Quel poste occupez-vous aujourd'hui? A quoi ressemble votre travail au quotidien? What is your job title today? How is your daily routine?

I am a freelancer, and now, more frequently, I'm the boss. I work when there is work, and these days I'm terribly busy. A large part of my day is listening to people, finding people, communicating between people, solving problems and resolving conflicts between people. What it looks like is me sitting in my flat wearing sweatpants, playing with my phone. However, in my head, there is so much happening. I spend only a small part of my time in the studio recording these days. When I'm in the studio, I am behind the soundboard directing actors, translating a lot of stuff, and convincing teams from different countries that really, everything is OK. Also, I still have to have a lot of coffees with a lot of people because I'm always looking for new talent and new jobs.

Quelles ont été les contributions de votre formation à la fonction que vous occupez aujourd'hui? What were the main takeaways from your degree?

Journalists in the dual degree are well trained to find things efficiently, write well, edit well, think of many ways to say one thing (limited by a word count, or style or audience) and they are taught not to be shy - they must go out into the world, ask questions and get the answers. They are also trained with the notion that their work is constantly evolving, so they must keep up with trends and constantly update their skills. All of these skills, as well as a kind of journalist spirit, informs my work today. Frankly, any freelancer or business owner can use all of these skills.

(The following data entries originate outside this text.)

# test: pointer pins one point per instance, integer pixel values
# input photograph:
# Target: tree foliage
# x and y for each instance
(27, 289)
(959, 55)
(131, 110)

Quels souvenirs gardez-vous de votre école, de votre promotion, de vos enseignants? What memories did you keep from your school, your cohort, your teachers?

I loved Sciences Po, I loved Paris and I loved being in the intellectual, serious environment the school offered me. My strongest memories were interacting with my classmates, especially other international students, as well as the very accessible Sciences Po J-School faculty who treated us as individuals. I loved that the school was small enough to engage everyone as people with their own names.

Quels conseils donneriez-vous à un étudiant qui souhaiterait devenir journaliste aujourd'hui? What advice could you give to a student who would like to become a journalist?

Be a journalist if you must, but it's not a failure if you find - even during journalism school - that this work is not right for you. Being a journalist can be incredible, or it can be really lousy. It doesn't actually matter. The skills of the journalist are extremely transferable and if you think a bit outside of the box, you can take yourself in a lot of directions with these skills.